Tuesday, June 28, 2011

Scenes From The Suburbs

Just watched Scenes From The Suburbs over at MUBU, Spike Jonze's short film based on Arcade Fire's recent album. Obviously meant to be the fragmentary recollection of one of those teenage summers that change everything, it portrays the relationship between two suburban boys as a dystopian military state tightens its grip around them, the violent, repressive atmosphere beginning to erode their sense of humanity. Beautifully shot, with fine performances from the young cast, Scenes From The Suburbs still left me a little frustrated, maybe because it was rich enough to have been a full length film. Although then we'd loose the eliptical nature of the narrative, supposed to replicate how we only remember the past in confusing fragments, some intensely present to us after years, some vague, others absent altogether. Why do we remember some things vividly, and other things, often as important or even more so, not at all? It's a fascinating question and Jonze uses it to create tension and unease very well, the real touched by the nightmarish. I'd like to see it again to get a clearer idea of whether it stands up as a short or whether the richness discovered deserves to be explored in full. Still, even now it's an engrossing half hour that captures perfectly the intensity of teenage friendships and the world-threatening pain of change.

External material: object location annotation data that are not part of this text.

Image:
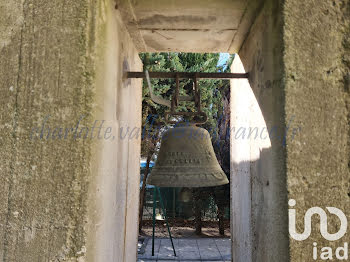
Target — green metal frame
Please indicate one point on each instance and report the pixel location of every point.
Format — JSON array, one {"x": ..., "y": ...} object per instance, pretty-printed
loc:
[{"x": 155, "y": 191}]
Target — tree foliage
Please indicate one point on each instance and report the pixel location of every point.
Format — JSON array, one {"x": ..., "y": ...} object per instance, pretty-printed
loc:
[{"x": 211, "y": 90}]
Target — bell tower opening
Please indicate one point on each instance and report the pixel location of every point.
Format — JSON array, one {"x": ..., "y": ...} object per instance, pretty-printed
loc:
[{"x": 187, "y": 158}]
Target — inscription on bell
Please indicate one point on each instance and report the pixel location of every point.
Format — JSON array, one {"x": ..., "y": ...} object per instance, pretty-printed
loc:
[{"x": 186, "y": 162}]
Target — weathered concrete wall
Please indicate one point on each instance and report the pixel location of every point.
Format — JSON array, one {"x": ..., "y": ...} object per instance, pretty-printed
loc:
[
  {"x": 259, "y": 195},
  {"x": 66, "y": 199},
  {"x": 298, "y": 58},
  {"x": 317, "y": 64}
]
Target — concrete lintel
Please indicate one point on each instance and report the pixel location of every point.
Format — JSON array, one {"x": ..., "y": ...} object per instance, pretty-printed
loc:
[
  {"x": 251, "y": 12},
  {"x": 128, "y": 15}
]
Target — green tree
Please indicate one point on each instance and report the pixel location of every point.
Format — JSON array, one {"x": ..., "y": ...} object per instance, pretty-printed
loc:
[{"x": 212, "y": 94}]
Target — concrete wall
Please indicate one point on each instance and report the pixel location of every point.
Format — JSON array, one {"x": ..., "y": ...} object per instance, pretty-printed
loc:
[
  {"x": 297, "y": 53},
  {"x": 317, "y": 66},
  {"x": 67, "y": 199},
  {"x": 259, "y": 196}
]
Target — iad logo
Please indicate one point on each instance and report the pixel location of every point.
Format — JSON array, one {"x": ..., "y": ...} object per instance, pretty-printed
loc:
[{"x": 326, "y": 252}]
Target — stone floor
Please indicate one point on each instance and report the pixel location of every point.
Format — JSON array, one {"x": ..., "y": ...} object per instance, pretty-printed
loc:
[{"x": 200, "y": 249}]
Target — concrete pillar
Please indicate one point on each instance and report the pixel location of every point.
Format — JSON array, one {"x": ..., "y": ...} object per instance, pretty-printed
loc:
[
  {"x": 317, "y": 67},
  {"x": 297, "y": 53},
  {"x": 67, "y": 198}
]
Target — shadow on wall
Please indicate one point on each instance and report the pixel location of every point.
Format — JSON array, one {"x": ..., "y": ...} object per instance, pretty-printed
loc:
[{"x": 257, "y": 222}]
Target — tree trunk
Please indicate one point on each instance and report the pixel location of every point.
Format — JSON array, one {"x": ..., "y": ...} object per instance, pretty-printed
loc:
[{"x": 197, "y": 211}]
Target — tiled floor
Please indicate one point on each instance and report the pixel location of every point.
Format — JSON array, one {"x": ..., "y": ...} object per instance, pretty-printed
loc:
[{"x": 201, "y": 249}]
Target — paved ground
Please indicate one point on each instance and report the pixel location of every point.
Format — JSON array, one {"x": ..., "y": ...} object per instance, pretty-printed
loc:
[{"x": 200, "y": 249}]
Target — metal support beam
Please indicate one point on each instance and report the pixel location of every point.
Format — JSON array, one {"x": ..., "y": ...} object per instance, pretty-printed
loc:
[{"x": 187, "y": 75}]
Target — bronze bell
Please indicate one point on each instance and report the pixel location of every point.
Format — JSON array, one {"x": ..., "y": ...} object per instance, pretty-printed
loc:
[{"x": 186, "y": 159}]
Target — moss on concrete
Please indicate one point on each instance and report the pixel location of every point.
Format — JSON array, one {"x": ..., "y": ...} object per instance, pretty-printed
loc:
[{"x": 317, "y": 96}]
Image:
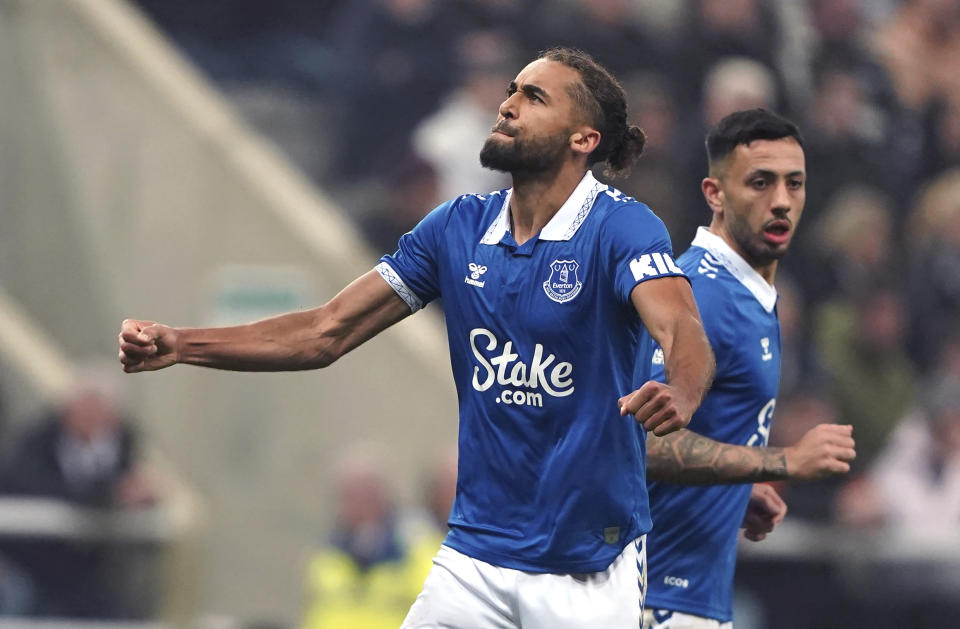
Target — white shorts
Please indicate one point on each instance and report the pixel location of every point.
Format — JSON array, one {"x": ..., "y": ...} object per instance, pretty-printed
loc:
[
  {"x": 465, "y": 593},
  {"x": 667, "y": 619}
]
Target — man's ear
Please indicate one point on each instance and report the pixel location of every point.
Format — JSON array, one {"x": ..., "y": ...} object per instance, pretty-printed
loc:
[{"x": 585, "y": 140}]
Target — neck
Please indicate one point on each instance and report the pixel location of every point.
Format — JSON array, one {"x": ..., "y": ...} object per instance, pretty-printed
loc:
[
  {"x": 537, "y": 197},
  {"x": 767, "y": 270}
]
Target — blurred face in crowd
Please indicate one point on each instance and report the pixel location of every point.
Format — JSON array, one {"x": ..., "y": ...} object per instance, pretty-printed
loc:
[
  {"x": 538, "y": 123},
  {"x": 362, "y": 496},
  {"x": 88, "y": 414},
  {"x": 757, "y": 194}
]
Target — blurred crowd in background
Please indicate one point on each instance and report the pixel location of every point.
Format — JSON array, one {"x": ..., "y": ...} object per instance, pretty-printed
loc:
[{"x": 385, "y": 104}]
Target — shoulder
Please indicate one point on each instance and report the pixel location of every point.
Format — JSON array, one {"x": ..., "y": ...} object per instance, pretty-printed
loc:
[
  {"x": 622, "y": 214},
  {"x": 714, "y": 288}
]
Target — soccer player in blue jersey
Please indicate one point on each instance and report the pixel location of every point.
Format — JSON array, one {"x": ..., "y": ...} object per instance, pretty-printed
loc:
[
  {"x": 547, "y": 288},
  {"x": 756, "y": 191}
]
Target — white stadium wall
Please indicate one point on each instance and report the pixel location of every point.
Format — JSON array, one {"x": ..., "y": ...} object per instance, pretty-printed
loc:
[{"x": 128, "y": 189}]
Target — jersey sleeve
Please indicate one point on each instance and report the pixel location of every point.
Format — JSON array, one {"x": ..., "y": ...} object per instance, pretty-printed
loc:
[
  {"x": 639, "y": 248},
  {"x": 412, "y": 271},
  {"x": 718, "y": 323}
]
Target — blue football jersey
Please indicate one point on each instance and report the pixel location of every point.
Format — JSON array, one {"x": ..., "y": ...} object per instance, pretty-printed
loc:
[
  {"x": 692, "y": 547},
  {"x": 543, "y": 340}
]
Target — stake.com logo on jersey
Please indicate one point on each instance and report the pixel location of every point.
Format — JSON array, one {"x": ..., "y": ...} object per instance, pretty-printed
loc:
[{"x": 544, "y": 375}]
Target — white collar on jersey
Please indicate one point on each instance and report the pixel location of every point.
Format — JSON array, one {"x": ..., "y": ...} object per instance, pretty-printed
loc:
[
  {"x": 738, "y": 267},
  {"x": 564, "y": 223}
]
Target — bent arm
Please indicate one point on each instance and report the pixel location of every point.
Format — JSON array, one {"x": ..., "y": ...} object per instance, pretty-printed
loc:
[
  {"x": 297, "y": 340},
  {"x": 688, "y": 458},
  {"x": 669, "y": 312}
]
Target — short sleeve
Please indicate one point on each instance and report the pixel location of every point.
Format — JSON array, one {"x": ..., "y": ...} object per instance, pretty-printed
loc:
[
  {"x": 718, "y": 324},
  {"x": 639, "y": 248},
  {"x": 412, "y": 271}
]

Footnote: actually, watching the video below, there are several scenes and moments not in the film, which leads me to believe there may well be a full length film and that Scenes From The Suburbs is a kind of extended trailer, a teaser for the fuller experience to come.

1 comment:

  1. Definitely a powerful piece Spike's put together here. I felt it could lend itself to a feature-length as well, I'm not really sure that's their intentions though, since the only scenes that are really extended in that clip are of the restaurant scene, which probably worked better in the short without as much detail, just hints at the turmoil that followed.